Where We Meet, which just ran at the Cockpit in London, is a piece of immersive theatre blending contemporary dance with wearable technology and extended reality (XR). In this interview Esmee Wright speaks to Clemence Debaig, Co-director & Creative Technology Lead, about the project.
For those people who perhaps don’t know your practice, can you tell me how the performance will function in Where We Meet?
For the audience there will be two types of ticket, an active participant and an observer option. With the active ticket you will be able to come into the space, where three dancers will be under a spotlight each. Active participants can walk around, and the closer you get to each character, the more you get of their inner monologue. It’s a choose-your-own adventure style performance, with active participants moving around while each character is living their own lives simultaneously.
You hear their inner world, their struggles and hopes in real time, and in your own time, as you make your own decisions about what to hear.
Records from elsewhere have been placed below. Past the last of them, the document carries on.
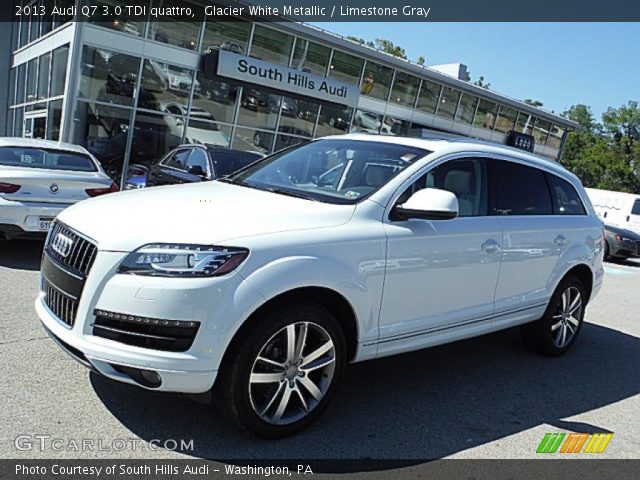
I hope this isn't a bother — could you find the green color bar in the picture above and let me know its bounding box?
[536,433,565,453]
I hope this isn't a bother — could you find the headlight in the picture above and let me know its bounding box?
[118,243,249,278]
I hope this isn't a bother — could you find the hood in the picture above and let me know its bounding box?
[58,182,355,252]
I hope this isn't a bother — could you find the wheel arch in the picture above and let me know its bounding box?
[556,263,593,304]
[220,286,359,372]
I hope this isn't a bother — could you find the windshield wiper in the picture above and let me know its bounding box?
[218,177,319,202]
[266,187,318,202]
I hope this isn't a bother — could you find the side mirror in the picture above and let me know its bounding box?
[187,165,207,177]
[394,188,460,220]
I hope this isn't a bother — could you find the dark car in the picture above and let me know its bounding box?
[604,225,640,260]
[253,125,309,152]
[146,145,263,187]
[240,88,269,111]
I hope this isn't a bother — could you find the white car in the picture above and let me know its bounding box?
[0,138,118,240]
[35,135,603,437]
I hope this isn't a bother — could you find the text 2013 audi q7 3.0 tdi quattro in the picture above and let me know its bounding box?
[36,134,603,437]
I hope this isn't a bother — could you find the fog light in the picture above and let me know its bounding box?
[140,370,162,388]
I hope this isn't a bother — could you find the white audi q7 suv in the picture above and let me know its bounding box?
[35,134,603,438]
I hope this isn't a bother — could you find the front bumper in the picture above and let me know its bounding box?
[35,251,260,393]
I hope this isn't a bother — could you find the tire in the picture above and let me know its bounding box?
[520,276,587,357]
[213,303,346,439]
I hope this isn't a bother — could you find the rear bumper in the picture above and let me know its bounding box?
[0,199,70,239]
[0,223,47,240]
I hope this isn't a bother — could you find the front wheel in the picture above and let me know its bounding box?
[214,304,346,438]
[520,277,587,357]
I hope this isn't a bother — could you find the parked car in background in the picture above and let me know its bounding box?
[124,164,149,190]
[604,224,640,260]
[146,144,264,187]
[253,125,310,152]
[149,60,201,95]
[586,188,640,234]
[35,135,604,438]
[240,87,269,111]
[0,138,118,240]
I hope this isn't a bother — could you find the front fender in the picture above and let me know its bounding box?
[239,256,384,343]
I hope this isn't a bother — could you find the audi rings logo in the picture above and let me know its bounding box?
[51,233,73,258]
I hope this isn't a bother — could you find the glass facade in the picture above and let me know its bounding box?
[390,72,420,108]
[7,14,567,189]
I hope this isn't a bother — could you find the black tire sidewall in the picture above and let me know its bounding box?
[221,303,346,438]
[540,277,587,356]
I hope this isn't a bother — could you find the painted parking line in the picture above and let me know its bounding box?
[604,264,640,275]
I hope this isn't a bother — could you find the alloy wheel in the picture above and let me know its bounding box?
[249,322,336,425]
[551,287,582,348]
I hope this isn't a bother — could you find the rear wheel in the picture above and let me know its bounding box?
[214,304,346,438]
[520,277,587,357]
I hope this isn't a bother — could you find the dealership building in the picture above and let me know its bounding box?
[0,0,578,187]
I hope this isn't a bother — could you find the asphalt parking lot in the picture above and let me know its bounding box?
[0,242,640,463]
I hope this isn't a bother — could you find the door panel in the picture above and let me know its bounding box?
[380,217,502,339]
[496,216,572,312]
[380,157,502,341]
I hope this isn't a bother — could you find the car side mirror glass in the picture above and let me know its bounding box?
[394,188,460,220]
[187,165,207,177]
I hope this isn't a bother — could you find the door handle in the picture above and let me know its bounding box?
[553,235,569,247]
[482,238,500,253]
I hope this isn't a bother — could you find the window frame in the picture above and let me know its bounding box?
[487,155,554,217]
[184,147,215,179]
[384,152,495,223]
[158,147,193,173]
[545,171,588,217]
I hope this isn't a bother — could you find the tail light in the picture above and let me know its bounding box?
[0,182,22,193]
[85,183,120,197]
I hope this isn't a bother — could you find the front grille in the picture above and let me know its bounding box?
[45,222,98,277]
[42,278,78,327]
[93,310,200,352]
[41,222,98,327]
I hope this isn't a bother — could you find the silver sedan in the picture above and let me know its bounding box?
[0,138,118,240]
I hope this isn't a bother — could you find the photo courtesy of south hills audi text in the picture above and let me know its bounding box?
[0,0,640,480]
The dancers also have control over what is being shared thanks to a device on their body and they will be engaging in moments of interaction with the audience to participate and engage with them – gentle interactions such as shared meditation, mirroring, not dancing but coping mechanisms which each character is using for their own healing.
For seated participants, there will be tablets which give you a top-down view of the space, and you will be able to move yourself around the space virtually with a cursor.
Why did you decide to bring technology into dance for this performance?
A few things came into play in creating this performance of Where We Meet. My own art practice is at the middle of dance and technology. This specific project was born out of the Dance-athon at the end of 2021, which was meant to bring together dancers, creative technologies, artists and designers over three days, where I met my co-director and choreographer Livia Massarelli. She was working as a choreographer and also as a mental health coach.
We were both interested in revealing the unseen, that mental world that is difficult to show using just words and body language, as well as exploring the possibilities of empathy and helping people to connect. Technology was an obvious solution as it was already a part of my practice.
The themes were a consequence of 2021, and where we were, were surrounded by communication technology but lacking the opportunities to properly communicate because of lockdowns. Communication has still been an issue we’ve seen, as there are plenty of communication methods, social media, et cetera, and yet we still struggle to communicate.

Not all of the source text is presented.